Drew McCormack on GTD for scientists

Getting Things Done (GTD) for Scientists - MacResearch

I enjoyed this post by Drew McCormack on how he discovered GTD and has started using it for his work as a scientist:

The thing to realize is that most people don’t get lessons in organizing themselves at school or college, and they certainly haven’t been prepared for the rapid pace of modern life. GTD is nothing more than a few lessons on how best to organize things. At the center of it all is what could be regarded as a multi-dimensional ToDo list. The idea is to get every project you have, however big or small, out of your head and into the list. That allows you to relax about things, and be more productive at the same time.

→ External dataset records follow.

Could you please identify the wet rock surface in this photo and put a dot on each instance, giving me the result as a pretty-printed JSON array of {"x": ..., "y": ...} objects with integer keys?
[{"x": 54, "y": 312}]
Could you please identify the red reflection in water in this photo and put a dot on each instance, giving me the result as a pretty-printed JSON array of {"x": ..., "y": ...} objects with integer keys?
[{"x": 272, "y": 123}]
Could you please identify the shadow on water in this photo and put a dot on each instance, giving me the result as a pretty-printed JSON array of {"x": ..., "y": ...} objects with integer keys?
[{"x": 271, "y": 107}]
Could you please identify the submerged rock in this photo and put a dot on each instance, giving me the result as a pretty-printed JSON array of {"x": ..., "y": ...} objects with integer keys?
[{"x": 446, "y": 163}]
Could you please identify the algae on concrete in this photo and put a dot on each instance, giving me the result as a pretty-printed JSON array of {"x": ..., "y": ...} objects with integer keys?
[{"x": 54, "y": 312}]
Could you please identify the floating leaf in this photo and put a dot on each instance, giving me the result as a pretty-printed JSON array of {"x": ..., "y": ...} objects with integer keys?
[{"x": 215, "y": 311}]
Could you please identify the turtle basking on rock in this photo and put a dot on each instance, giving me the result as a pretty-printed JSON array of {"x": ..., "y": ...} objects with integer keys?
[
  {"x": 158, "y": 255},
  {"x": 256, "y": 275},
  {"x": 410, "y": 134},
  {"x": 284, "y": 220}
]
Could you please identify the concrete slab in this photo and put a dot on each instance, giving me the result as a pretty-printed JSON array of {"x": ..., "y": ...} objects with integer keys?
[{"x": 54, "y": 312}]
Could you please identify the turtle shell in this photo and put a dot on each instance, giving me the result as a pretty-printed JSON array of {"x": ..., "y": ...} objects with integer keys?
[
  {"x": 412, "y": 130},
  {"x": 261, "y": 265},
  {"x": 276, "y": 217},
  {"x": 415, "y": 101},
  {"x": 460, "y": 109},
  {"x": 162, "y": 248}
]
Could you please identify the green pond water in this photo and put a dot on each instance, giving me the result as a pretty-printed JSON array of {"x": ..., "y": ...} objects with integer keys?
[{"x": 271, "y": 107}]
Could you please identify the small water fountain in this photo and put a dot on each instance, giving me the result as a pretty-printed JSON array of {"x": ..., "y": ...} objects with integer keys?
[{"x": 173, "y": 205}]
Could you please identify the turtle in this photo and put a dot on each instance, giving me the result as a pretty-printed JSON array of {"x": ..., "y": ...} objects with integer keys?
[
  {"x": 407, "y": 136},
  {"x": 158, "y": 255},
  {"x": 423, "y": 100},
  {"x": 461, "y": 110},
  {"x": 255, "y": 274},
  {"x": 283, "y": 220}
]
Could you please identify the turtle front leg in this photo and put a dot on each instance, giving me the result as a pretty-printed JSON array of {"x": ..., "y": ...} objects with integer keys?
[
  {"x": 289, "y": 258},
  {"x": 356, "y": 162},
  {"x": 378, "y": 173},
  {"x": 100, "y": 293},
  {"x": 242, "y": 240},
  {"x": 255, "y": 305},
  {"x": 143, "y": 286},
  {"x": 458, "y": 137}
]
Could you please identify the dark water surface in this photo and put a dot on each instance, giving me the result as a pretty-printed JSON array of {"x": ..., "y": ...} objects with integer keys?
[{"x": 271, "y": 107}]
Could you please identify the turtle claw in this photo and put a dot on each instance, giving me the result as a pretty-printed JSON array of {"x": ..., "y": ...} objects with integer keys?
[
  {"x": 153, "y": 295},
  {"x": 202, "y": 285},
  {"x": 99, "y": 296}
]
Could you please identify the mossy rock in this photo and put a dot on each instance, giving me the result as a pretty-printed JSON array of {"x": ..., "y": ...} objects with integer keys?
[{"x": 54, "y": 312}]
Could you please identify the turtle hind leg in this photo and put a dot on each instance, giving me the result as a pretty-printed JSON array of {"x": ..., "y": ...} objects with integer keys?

Multi-dimensional ToDo list.” I’m totally stealing that.

Also, I mention it here because this post provides that rarest of voyeuristic nerdthrill: getting to peek at how someone else is using Kinkless!

Any tips or stories from the science nerds out there on how GTD is and isn’t working for you?

I'm a university scientist, and...

I’m a university scientist, and I’ve been using GTD since September 2004. I don’t think there is too much that is unique about what I do… I seem to have the same issues as other folks in getting GTD to work: Gotta do those weekly reviews, gotta empty those paper and email in-boxes, etc.

I struggle with balancing real deadlines (grant proposals), flexible deadlines (reviewing manuscripts), and non-deadline but important stuff (publishing my own papers).

I struggle with some of the same stuff that IT/web folks deal with (almost everything is @computer), plus finding blocks of time needed to get big projects done.

I use outlook for email and lifebalance for tracking projects and next actions. I like lifebalance because it gives me deadline, non-deadline, calendar and recurring tasks. It also syncs with the palm version nicely.